As I mentioned in this post, earlier this year I did some work looking at referrer logs for a client, OldWeather.org, a citizen science project that is transcribing weather and other data from old ships logs. One of the things that I noticed was how messy Google Analytics’ data is when it comes to finding out which social networks people have visited from. Many social networks have multiple possible URLs which show up in the stats as separate referrers. For example, Facebook has:

  • facebook.com
  • m.facebook.com
  • touch.facebook.com

And Twitter has:

  • twitter.com
  • mobile.twitter.com

So in order to get a better picture of activity from Facebook and Twitter, we need to add the numbers for these subdomains together. But that alone doesn’t provide the full picture. A list compiled by Twitstat.com in August of last year showed that only 13.9% of its users were using the Twitter.com website, with another ~1% using Twitter’s mobile website. That means around 85% of Twitter users are not going to show up in the twitter.com referrals because they haven’t come from twitter.com or mobile.twitter.com.

It is possible to get some other hints about Twitter traffic as some web-based clients do provide referral data, e.g. twittergadget.com, brizzly.com, hootsuite.com or seesmic.com. But the big problem is that much of the traffic from Twitter clients will simply show up in your stats as direct visits, essentially becoming completely invisible. And when direct visits make up 40% of your traffic, that’s a huge black hole in your data.

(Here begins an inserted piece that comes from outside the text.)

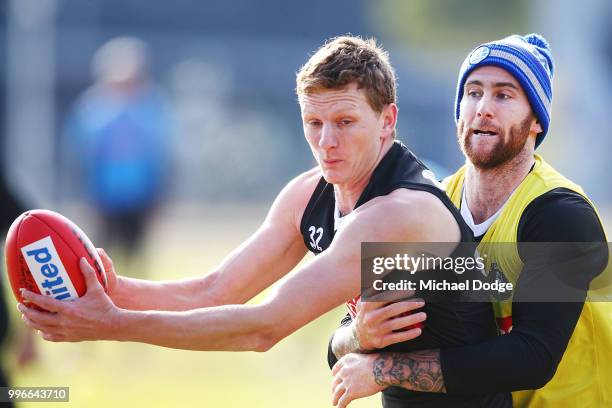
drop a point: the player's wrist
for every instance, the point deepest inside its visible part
(357, 343)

It used to be assumed that direct visits were people who had your website bookmarked in their browser or who were typing your URL directly into their browser’s address bar. The advent of desktop Twitter clients has undermined this assumption completely, and we need to update our thinking about what a ‘direct visit’ is.

This obfuscation of traffic origins is only going to get worse as clients provide access to other tools. Tweetdeck, for example, can no longer be assumed to be a Twitter-only client, because it also allows you to access your LinkedIn, Facebook, MySpace, Google Buzz and Foursquare accounts. So even if you can spot that a referral has come via Tweetdeck, you have no idea whether the user clicked on a link from their Twitter stream, or via Facebook, LinkedIn, etc.

This makes understanding the success of your social media strategy and, in particular, understanding which tools/networks are performing most strongly, nigh on impossible. What if 20% of your traffic is coming from invisible Twitter clients and only 1% comes from Twitter.com? Because the majority of your Twitter traffic is hidden as direct traffic you might end up sensibly but wrongly focusing on the 5% that has come via Facebook.com, thus reworking your strategy to put more effort into Facebook despite the fact it is actually performing poorly in comparison to Twitter.

I recommend to all my clients that they keep an eye on their statistics and that if a tool isn’t working out well for them, that they should ditch it and move on to another. There are so many social networks around that you just can’t be everywhere, you must prioritise your efforts and focus on the networks where you are most likely to reach your target audience. But we need to have clarity in the stats in order to do this.

The scale of this problem is really only becoming clear to me as I type this. For sites with low direct traffic, a bit of fuzziness in the stats isn’t a big deal, but for sites with a lot of direct traffic – and I see some sites with over 40% direct traffic – this is a serious issue. You could potentially have a single referring source making up a huge part of your total traffic, and you’d never know. And as more services provide APIs that can feed more desktop clients, which themselves provide more functionality than the original service itself, the growth of wrongly attributed ‘direct visits’ is only going to accelerate.

Without meaningful numbers, we’re back to the bad old days of gut feeling about whether one strategy is working better than another. I already see people making huge assumptions about how well Facebook is going to work for them, based on the faulty logic that everyone’s in Facebook, ergo by being in Facebook they will reach everyone.

Now, more than ever, we need reliable web stats so that we can make informed decisions, but these numbers are turning out to be like ghosts: our brains see what they want to see, not what is actually there. Even established research institutions like Pew are suffering pareidolia, seeing a phantom Facebook in their flawed numbers.